Majeed Adil, Mujtaba Hasan
School of Computing, National University of Computer and Emerging Sciences, Islamabad, Islamabad, Punjab, Pakistan.
PeerJ Comput Sci. 2025 May 1;11:e2861. doi: 10.7717/peerj-cs.2861. eCollection 2025.
Emotion detection is a critical component of interaction between human and computer systems, more especially affective computing, and health screening. Integrating video, speech, and text information provides better coverage of the basic and derived affective states with improved estimation of verbal and non-verbal behavior. However, there is a lack of systematic preferences and models for the detection of emotions in low-resource languages such as Urdu. To this effect, we propose Urdu Multimodal Emotion Detection Network (UMEDNet), a new emotion detection model for Urdu that works with video, speech, and text inputs for a better understanding of emotion. To support our proposed UMEDNet, we created the Urdu Multimodal Emotion Detection (UMED) , which is a seventeen-hour annotated of five basic emotions. To the best of our knowledge, the current study provides the first for detecting emotion in the context of multimodal emotion detection for the Urdu language and is extensible for extended research. UMEDNet leverages state-of-the-art techniques for feature extraction across modalities; for extracting facial features from video, both Multi-task Cascaded Convolutional Networks (MTCNN) and FaceNet were used with fine-tuned Wav2Vec2 for speech features and XLM-Roberta for text. These features are then projected into common latent spaces to enable the effective fusion of multimodal data and to enhance the accuracy of emotion prediction. The model demonstrates strong performance, achieving an overall accuracy of 85.27%, while precision, recall, and F1 scores, are all approximately equivalent. In the end, we analyzed the impact of UMEDNet and found that our model integrates data on different modalities and leads to better performance.
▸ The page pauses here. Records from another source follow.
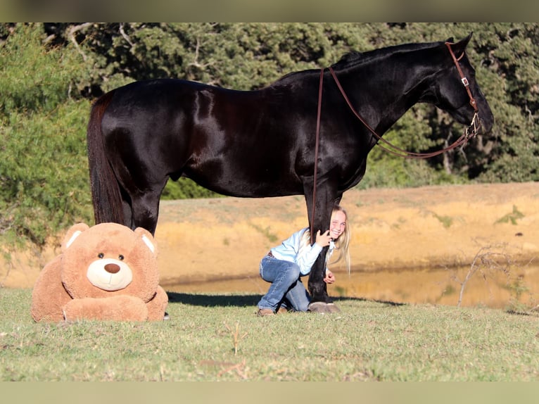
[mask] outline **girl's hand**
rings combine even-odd
[[[326,277],[324,278],[324,282],[326,284],[332,284],[335,282],[335,275],[331,271],[326,271]]]
[[[323,234],[320,234],[320,230],[318,230],[316,234],[316,244],[323,247],[327,247],[329,245],[329,241],[332,240],[331,236],[329,236],[329,230],[326,230]]]

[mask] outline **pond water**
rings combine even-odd
[[[393,303],[457,305],[462,284],[469,267],[421,270],[336,271],[336,282],[328,286],[334,297],[357,298]],[[303,278],[306,284],[307,278]],[[162,286],[167,291],[182,293],[230,293],[264,294],[269,284],[258,274],[234,279],[180,283]],[[497,308],[520,302],[528,308],[539,302],[539,266],[514,266],[507,272],[479,268],[465,283],[461,306]]]

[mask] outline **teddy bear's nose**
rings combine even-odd
[[[115,274],[120,271],[120,265],[116,264],[107,264],[105,265],[105,270],[110,274]]]

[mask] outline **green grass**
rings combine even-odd
[[[0,289],[0,381],[537,381],[538,319],[488,308],[336,301],[254,315],[258,295],[170,293],[159,322],[34,323]]]

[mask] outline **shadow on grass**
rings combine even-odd
[[[260,298],[262,298],[262,295],[259,294],[227,296],[182,293],[177,292],[167,292],[167,294],[168,295],[168,302],[170,303],[179,303],[205,307],[255,306],[260,301]],[[388,301],[369,300],[363,298],[332,297],[331,298],[337,305],[339,301],[370,301],[391,306],[400,306],[406,304]]]

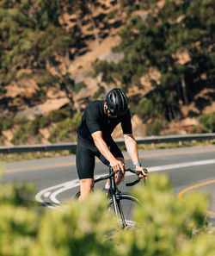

情感检测是人机系统交互的关键组成部分,在情感计算和健康筛查中尤为重要。整合视频、语音和文本信息能更好地涵盖基本情感状态和派生情感状态,同时改进对言语和非言语行为的估计。然而,对于乌尔都语等资源匮乏语言的情感检测,缺乏系统的偏好和模型。为此,我们提出了乌尔都语多模态情感检测网络(UMEDNet),这是一种用于乌尔都语的新型情感检测模型,它通过视频、语音和文本输入来更好地理解情感。为了支持我们提出的UMEDNet,我们创建了乌尔都语多模态情感检测数据集(UMED),它是一个包含五种基本情感的17小时标注数据集。据我们所知,当前的研究首次提供了在乌尔都语多模态情感检测背景下检测情感的方法,并且可扩展用于进一步的研究。UMEDNet利用跨模态的先进技术进行特征提取;从视频中提取面部特征时,同时使用了多任务级联卷积网络(MTCNN)和FaceNet,语音特征使用了微调后的Wav2Vec2,文本使用了XLM-Roberta。然后将这些特征投影到共同的潜在空间中,以实现多模态数据的有效融合并提高情感预测的准确性。该模型表现出色,总体准确率达到85.27%,而精确率、召回率和F1分数大致相当。最后,我们分析了UMEDNet的影响,发现我们的模型整合了不同模态的数据并带来了更好的性能。